The total surplus product of the food producers is what enables the raw materials producers to produce raw material rather than food.
“Although the labour of the direct producers of means of subsistence breaks up into necessary and surplus labour as far as they themselves are concerned, it represents from the social standpoint only the necessary labour required to produce the means of subsistence. Incidentally, the same is true for all division of labour within society as a whole, as distinct from the division of labour within individual workshops. It is the labour necessary for the production of particular articles, for the satisfaction of some particular need of society for these particular articles.” (p 635)
So long as these different articles are produced in the correct proportions, so that, for example, only sufficient food supply is thrown on to the market, to meet the demand of the raw material suppliers, and vice versa, then these commodities will exchange at their values – and later under capitalism at their prices of production. If this proportion is not met, however, then the demand for some commodities will not coincide with the supply and so market prices will diverge from exchange values, and prices of production. This is one of the causes of crises of overproduction described by Marx and Engels, as I have set out in my book, Marx and Engels' Theories of Crisis.
“It is indeed the effect of the law of value, not with reference to individual commodities or articles, but to each total product of the particular social spheres of production made independent by the division of labour; so that not only is no more than the necessary labour-time used up for each specific commodity, but only the necessary proportional quantity of the total social labour-time is used up in the various groups. For the condition remains that the commodity represents use-value. But if the use-value of individual commodities depends on whether they satisfy a particular need then the use-value of the mass of the social product depends on whether it satisfies the quantitatively definite social need for each particular kind of product in an adequate manner, and whether the labour is therefore proportionately distributed among the different spheres in keeping with these social needs, which are quantitatively circumscribed. (This point is to be noted in the distribution of capital among the various spheres of production.) The social need, that is, the use-value on a social scale, appears here as a determining factor for the amount of total social labour-time which is expended in various specific spheres of production. But it is merely the same law which is already applied in the case of single commodities, namely, that the use-value of a commodity is the basis of its exchange-value and thus of its value.” (p 635-6)

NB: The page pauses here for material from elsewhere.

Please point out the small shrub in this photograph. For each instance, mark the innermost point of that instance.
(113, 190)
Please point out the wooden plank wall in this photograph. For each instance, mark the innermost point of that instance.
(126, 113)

The importance of this is that unless this proportion is maintained, either at the level of the individual commodity, the industry or the total social capital, the value of the commodity cannot be fully realised, and so the capital used in its production will have been overproduced, forming one basis for the outbreak of crisis.
“For instance; let us assume that proportionally too much cotton goods have been produced, although only the labour-time necessary under the prevailing conditions is incorporated in this total cloth production. But in general too much social labour has been expended in this particular line; in other words, a portion of this product is useless. It is therefore sold solely as if it had been produced in the necessary proportion. This quantitative limit to the quota of social labour-time available for the various particular spheres of production is but a more developed expression of the law of value in general, although the necessary labour-time assumes a different meaning here. Only just so much of it is required for the satisfaction of social needs. The limitation occurring here is due to the use value. Society can use only so much of its total labour-time for this particular kind of product under prevailing conditions of production.” (p 636)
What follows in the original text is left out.